Cinque italiane semifinaliste in tre competizioni europee. Milan, Inter, Juventus, Roma e Fiorentina si giocheranno il tutto per tutto, a maggio, in Champions, Europa League e Conference. Il segnale di ripartenza del calcio italiano fa ben sperare, eppure il nostro movimento ha ancora molta strada da fare rispetto agli altri Paesi europei. A fare la differenza potrebbero essere gli stadi, come accade anche all’estero, dove tante società hanno impianti moderni e di proprietà che permettono introiti maggiori, riuscendo anche ad ospitare gare più importanti.
Gli impianti sportivi, prima ad esclusivo appannaggio dei tifosi, sono sempre più spesso visitati come luoghi culturali da turisti o da spettatori in spazi pubblici. Il cambio di passo, realtà in Europa, fatica a concretizzarsi in Italia, a causa di problemi burocratici e strutturali. Gli stadi italiani, infatti, sono vecchi e poco al passo con i tempi.
Stadi, in Italia
L’età media degli stadi italiani è di 68 anni, analizza Milano Finanza, quasi il doppio dei 38 anni della Germania e dei 35 dell’Inghilterra. Ci sono inoltre gravi carenze nella manutenzione degli stadi. Il 76% degli impianti italiani, inoltre, è pubblico: questo preoccupa ancor di più, vista l’assenza di lavori periodici. In Italia, solo quattro squadre di Serie A sono proprietarie dell’impianto nel quale giocano: Juventus, Sassuolo, Udinese e Atalanta.
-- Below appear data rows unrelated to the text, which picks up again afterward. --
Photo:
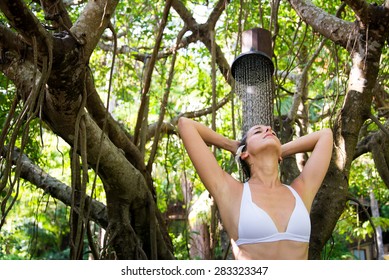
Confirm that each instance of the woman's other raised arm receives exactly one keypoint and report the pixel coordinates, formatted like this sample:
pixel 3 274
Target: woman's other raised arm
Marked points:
pixel 320 143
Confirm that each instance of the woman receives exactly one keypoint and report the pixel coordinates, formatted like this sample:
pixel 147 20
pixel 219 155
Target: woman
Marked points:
pixel 264 218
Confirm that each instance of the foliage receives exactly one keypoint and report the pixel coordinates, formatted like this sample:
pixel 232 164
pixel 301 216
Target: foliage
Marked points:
pixel 39 226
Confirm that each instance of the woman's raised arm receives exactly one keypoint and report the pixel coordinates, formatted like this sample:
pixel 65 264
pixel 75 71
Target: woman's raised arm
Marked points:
pixel 196 138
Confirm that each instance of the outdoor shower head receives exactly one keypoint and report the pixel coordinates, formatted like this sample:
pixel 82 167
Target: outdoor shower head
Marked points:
pixel 252 71
pixel 255 57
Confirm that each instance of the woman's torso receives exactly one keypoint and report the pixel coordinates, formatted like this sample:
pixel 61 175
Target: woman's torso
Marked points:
pixel 279 205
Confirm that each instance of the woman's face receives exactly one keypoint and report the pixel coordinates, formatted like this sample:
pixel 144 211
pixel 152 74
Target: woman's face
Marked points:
pixel 261 137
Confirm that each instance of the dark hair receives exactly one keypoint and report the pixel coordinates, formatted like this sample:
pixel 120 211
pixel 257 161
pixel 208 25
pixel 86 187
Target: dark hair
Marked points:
pixel 246 173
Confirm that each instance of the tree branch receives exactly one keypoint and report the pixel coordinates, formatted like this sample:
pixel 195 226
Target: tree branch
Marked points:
pixel 92 22
pixel 330 26
pixel 55 188
pixel 28 26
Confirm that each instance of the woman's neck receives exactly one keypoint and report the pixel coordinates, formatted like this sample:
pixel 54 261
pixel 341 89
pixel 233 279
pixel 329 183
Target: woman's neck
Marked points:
pixel 264 171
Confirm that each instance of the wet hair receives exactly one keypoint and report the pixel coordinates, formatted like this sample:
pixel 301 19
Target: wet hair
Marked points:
pixel 245 167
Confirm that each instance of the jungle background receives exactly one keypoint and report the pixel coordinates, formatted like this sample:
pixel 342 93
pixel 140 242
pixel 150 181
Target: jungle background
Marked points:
pixel 91 164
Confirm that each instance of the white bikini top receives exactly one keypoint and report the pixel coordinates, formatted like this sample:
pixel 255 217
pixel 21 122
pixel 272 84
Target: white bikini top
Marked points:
pixel 256 226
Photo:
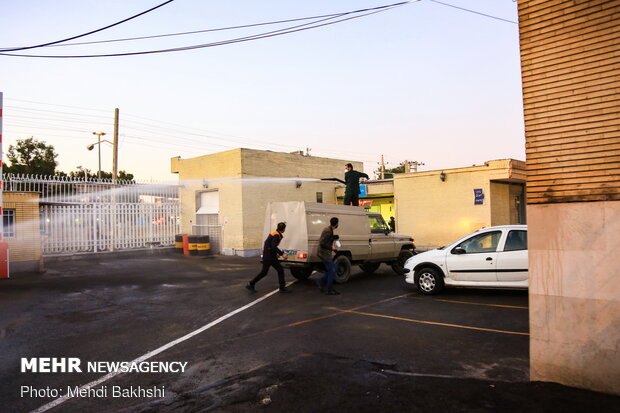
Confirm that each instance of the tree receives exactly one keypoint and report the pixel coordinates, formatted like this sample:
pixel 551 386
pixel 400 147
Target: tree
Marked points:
pixel 31 156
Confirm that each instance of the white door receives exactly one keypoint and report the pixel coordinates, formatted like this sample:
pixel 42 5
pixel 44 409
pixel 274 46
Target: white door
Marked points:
pixel 475 259
pixel 512 261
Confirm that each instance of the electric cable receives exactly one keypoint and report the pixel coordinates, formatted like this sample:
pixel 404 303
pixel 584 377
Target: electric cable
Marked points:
pixel 245 26
pixel 474 12
pixel 88 33
pixel 287 30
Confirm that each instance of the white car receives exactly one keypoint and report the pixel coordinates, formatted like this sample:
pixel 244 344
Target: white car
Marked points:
pixel 494 257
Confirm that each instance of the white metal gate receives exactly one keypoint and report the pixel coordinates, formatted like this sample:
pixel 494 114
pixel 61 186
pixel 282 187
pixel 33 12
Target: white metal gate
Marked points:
pixel 81 215
pixel 107 227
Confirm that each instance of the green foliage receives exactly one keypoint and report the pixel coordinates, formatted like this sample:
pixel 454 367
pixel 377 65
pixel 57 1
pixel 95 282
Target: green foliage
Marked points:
pixel 31 156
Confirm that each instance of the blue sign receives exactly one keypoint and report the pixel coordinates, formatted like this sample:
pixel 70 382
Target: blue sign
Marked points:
pixel 363 190
pixel 478 196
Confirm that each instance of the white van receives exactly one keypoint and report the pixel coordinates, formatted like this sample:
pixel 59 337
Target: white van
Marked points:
pixel 365 238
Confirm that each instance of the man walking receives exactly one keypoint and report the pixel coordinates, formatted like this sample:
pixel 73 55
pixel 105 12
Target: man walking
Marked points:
pixel 326 246
pixel 352 182
pixel 271 252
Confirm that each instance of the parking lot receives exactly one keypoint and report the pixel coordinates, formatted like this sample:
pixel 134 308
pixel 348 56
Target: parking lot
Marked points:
pixel 380 346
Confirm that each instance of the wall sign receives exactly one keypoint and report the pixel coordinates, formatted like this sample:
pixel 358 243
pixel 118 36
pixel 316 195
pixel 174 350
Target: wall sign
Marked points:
pixel 363 191
pixel 478 196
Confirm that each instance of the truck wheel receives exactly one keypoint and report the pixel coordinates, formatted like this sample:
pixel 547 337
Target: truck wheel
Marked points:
pixel 429 281
pixel 370 267
pixel 343 269
pixel 301 273
pixel 399 265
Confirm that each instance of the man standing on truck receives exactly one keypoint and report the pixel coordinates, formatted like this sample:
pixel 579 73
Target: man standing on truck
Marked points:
pixel 352 182
pixel 326 246
pixel 271 252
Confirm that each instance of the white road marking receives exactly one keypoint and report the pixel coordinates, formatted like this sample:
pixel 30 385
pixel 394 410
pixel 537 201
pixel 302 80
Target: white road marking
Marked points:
pixel 155 352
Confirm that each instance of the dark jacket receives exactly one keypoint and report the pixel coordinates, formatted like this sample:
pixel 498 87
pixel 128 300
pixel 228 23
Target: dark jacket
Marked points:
pixel 326 241
pixel 270 248
pixel 352 181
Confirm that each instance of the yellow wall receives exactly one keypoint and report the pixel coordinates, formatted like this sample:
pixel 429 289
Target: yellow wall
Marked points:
pixel 438 212
pixel 26 245
pixel 237 174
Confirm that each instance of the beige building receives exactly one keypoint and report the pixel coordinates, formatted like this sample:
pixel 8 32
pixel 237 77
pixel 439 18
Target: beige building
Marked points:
pixel 570 77
pixel 438 207
pixel 224 195
pixel 22 230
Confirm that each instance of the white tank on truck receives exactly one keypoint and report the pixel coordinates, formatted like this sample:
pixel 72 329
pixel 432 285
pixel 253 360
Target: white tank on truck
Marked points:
pixel 366 239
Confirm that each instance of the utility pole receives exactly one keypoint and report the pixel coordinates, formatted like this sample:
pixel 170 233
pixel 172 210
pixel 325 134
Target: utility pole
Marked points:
pixel 115 145
pixel 99 135
pixel 382 170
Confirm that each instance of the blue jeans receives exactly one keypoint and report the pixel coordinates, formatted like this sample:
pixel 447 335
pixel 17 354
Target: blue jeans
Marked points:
pixel 328 278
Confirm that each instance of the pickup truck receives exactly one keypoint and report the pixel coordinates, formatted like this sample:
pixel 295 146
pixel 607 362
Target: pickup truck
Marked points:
pixel 365 238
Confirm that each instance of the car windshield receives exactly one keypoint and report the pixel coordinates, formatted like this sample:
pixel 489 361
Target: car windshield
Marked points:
pixel 485 242
pixel 377 224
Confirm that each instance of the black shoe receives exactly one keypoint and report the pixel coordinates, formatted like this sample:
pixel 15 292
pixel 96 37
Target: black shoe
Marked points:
pixel 320 284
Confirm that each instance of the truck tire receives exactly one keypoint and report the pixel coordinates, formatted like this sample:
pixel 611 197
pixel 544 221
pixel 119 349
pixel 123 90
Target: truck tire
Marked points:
pixel 343 269
pixel 399 265
pixel 301 273
pixel 370 267
pixel 428 281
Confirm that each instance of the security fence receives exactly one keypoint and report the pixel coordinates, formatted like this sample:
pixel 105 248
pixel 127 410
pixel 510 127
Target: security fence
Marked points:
pixel 81 215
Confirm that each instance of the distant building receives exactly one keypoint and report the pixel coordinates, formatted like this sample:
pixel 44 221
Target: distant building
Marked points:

Milan e Inter stanno lavorando già da tempo per avere un proprio stadio a Milano, salutando ufficialmente San Siro. Si continua a discutere anche sull’impianto della Roma, con i permessi che potrebbero presto arrivare dal Campidoglio. Gli impianti italiani hanno attualmente scarsa attrattività per i limitati servizi extra calcistici offerti oltre che per la fruizione non ottimale degli eventi. Il pubblico è dunque di molto inferiore che in altri Paesi: 54% della capienza in Italia contro il 90% di Regno Unito e Germania e del 70% di Francia e Spagna.